Disclaimer: This analysis is preliminary and quite basic to say the least. This was a curiousity project, not anything majorly serious. All my statistics teachers would cry with the number of assumptions about the data I made in doing this. You have been warned.
New York City is fortunate to have a health department that offers publicly available datasets online. Through government websites, I obtained demographic data along with the spatial files. For the Yelp reviews, I used Yelp’s API to scrape information concerning 1000 health centers in New York City. All exposures and outcomes were stratified by zip code. I also considered the number of reviews a health center had when making visualizations. All variables listed below were treated as continuous measures.
| Exposure(s) | Outcome | Other Co-Variates |
|---|---|---|
| Median income by zip code | Median Yelp Rating per zip code | Number of reviews |
| Population of zip code |


Discussion: I was quite surprised how many zip codes didn’t have any health facilities! I queried 1000 health centers, so I was expecting even a small clinic to show up on my query. Some areas were understandable (I don’t think New Yorkers would appreciate a hospital in Central Park). The South Bronx though? That was disheartening to see.


Discussion: Confession, I tried throwing all the variables into a basic linear model and see what would happen. (Yes, I know this is not allowed.

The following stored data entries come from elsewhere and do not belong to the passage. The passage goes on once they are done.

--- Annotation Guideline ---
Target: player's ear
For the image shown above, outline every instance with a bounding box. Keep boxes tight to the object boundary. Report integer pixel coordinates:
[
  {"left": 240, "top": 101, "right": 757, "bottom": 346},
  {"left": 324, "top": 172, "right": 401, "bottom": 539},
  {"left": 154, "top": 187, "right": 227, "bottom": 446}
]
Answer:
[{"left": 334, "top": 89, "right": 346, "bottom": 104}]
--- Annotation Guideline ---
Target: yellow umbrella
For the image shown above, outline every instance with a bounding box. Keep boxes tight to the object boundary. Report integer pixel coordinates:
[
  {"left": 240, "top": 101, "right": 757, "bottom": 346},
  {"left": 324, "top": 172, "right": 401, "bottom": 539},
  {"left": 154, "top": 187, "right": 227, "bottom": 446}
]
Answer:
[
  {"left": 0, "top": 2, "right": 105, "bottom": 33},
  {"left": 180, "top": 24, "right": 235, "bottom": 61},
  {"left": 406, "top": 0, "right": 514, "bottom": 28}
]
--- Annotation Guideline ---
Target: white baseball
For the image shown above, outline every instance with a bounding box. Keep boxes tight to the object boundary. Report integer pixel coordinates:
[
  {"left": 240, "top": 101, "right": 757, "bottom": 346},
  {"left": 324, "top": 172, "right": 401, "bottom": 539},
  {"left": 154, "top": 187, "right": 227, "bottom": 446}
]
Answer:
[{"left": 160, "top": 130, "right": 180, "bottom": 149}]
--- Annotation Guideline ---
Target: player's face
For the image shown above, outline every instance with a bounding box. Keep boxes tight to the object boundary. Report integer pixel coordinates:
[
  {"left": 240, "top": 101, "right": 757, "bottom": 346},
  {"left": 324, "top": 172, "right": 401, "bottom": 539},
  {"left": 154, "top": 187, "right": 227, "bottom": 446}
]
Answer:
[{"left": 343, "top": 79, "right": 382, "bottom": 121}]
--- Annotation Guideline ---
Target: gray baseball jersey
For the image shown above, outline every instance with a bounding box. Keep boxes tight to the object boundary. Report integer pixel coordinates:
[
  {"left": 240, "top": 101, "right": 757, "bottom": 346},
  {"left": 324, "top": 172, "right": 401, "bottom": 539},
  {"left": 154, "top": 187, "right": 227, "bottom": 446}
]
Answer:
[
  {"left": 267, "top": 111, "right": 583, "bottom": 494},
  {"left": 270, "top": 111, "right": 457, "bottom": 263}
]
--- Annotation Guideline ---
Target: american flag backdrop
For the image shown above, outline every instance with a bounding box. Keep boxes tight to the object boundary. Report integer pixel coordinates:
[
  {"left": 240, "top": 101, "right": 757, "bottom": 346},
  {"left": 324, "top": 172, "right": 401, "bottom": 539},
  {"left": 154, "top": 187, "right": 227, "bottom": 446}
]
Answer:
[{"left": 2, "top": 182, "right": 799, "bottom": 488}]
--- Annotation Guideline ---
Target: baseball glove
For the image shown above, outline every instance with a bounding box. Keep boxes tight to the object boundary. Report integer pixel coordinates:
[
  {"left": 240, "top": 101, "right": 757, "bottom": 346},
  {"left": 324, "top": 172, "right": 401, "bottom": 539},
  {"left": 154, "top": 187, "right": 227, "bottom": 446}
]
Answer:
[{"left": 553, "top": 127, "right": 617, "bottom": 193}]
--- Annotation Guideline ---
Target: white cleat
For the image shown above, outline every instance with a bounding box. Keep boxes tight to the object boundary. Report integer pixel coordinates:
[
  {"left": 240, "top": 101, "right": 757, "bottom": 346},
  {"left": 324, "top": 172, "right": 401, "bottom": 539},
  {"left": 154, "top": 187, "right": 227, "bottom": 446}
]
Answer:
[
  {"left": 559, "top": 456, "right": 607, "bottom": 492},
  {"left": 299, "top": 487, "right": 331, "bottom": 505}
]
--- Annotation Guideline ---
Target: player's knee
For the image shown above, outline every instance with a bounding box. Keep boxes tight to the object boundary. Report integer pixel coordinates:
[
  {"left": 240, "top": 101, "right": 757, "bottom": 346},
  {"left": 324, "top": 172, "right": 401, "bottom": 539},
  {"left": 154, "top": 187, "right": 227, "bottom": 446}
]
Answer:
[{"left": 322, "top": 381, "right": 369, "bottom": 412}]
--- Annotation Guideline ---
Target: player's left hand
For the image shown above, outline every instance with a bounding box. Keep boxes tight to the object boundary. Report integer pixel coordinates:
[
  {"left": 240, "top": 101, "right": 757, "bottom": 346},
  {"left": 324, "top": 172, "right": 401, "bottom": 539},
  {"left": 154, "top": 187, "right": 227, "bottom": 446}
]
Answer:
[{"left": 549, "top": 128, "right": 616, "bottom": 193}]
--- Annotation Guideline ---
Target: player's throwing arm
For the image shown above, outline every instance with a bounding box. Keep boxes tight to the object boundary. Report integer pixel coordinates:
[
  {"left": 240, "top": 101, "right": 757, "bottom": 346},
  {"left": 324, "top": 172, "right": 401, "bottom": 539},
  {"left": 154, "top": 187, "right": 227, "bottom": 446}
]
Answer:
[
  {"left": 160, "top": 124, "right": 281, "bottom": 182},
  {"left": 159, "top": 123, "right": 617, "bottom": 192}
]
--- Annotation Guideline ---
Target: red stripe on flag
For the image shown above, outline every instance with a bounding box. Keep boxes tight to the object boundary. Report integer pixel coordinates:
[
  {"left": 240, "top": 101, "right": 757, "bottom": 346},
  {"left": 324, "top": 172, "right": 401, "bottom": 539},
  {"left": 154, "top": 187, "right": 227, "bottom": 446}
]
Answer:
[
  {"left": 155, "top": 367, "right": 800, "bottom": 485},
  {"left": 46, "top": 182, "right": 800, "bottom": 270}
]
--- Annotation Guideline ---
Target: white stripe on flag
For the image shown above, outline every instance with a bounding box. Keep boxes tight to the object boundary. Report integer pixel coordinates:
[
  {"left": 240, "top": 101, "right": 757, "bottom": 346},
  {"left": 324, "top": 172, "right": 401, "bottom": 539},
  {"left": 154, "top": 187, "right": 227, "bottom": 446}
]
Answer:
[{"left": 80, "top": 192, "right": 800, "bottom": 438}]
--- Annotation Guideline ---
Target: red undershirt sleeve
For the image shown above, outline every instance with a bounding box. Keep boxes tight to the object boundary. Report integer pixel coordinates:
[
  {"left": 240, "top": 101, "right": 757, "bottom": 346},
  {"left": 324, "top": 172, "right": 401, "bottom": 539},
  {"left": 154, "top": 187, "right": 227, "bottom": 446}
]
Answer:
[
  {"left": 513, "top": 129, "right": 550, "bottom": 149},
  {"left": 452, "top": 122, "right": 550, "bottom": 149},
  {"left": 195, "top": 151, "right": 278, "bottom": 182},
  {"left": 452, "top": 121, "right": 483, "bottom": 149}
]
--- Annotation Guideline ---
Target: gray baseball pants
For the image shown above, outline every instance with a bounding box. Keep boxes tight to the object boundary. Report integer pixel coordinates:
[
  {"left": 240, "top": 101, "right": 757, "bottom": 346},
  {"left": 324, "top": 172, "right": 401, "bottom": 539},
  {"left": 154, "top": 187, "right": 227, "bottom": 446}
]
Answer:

Apologies to my regression professor.) None of the predictors were significant, but when accounting for spatial clustering, some zip codes were significantly linked to yelp rating via a predictor.
Honestly…at the moment…not that many. After looking at this data, I do have a couple of speculations though:
There was a response I got on Twitter that sums up the limitations of this basic data project:
Will put money down that reviews correlate positively with % of floor covered with marble and granite.
— Andrej Spec, MD, MSCI (@FungalDoc) October 15, 2019
Independent predictor is the presence of a fountain.
Reviews have little to do with physician quality and more to do with perception of "service".
As Dr. Spec indicated, Yelp reviews are not measures of healthcare quality; it has always been about customer-satisfaction. Additionally, Yelp is entirely voluntary. As a result, we’re likely to get individuals who have amazing experiences or folks who use Yelp as a last resort to voice frustrations. My first Yelp review was a rant against IKEA Delivery for not providing my furniture. Needless to say, while Yelp is a third-party system that is easily accessible and public, it might not contain the data we need.
Also, I need to emphasize this level of analysis is incredibly simple and cannot be used to draw further conclusions. There are multiple criteria I haven’t weighed in this model, including assumptions made when mapping spatial clustering, co-linearity, other co-variates (to name a few). At some point, I hope to revisit this analysis with more sophisticated data methods. For now, I thought it would be interesting to pose this question.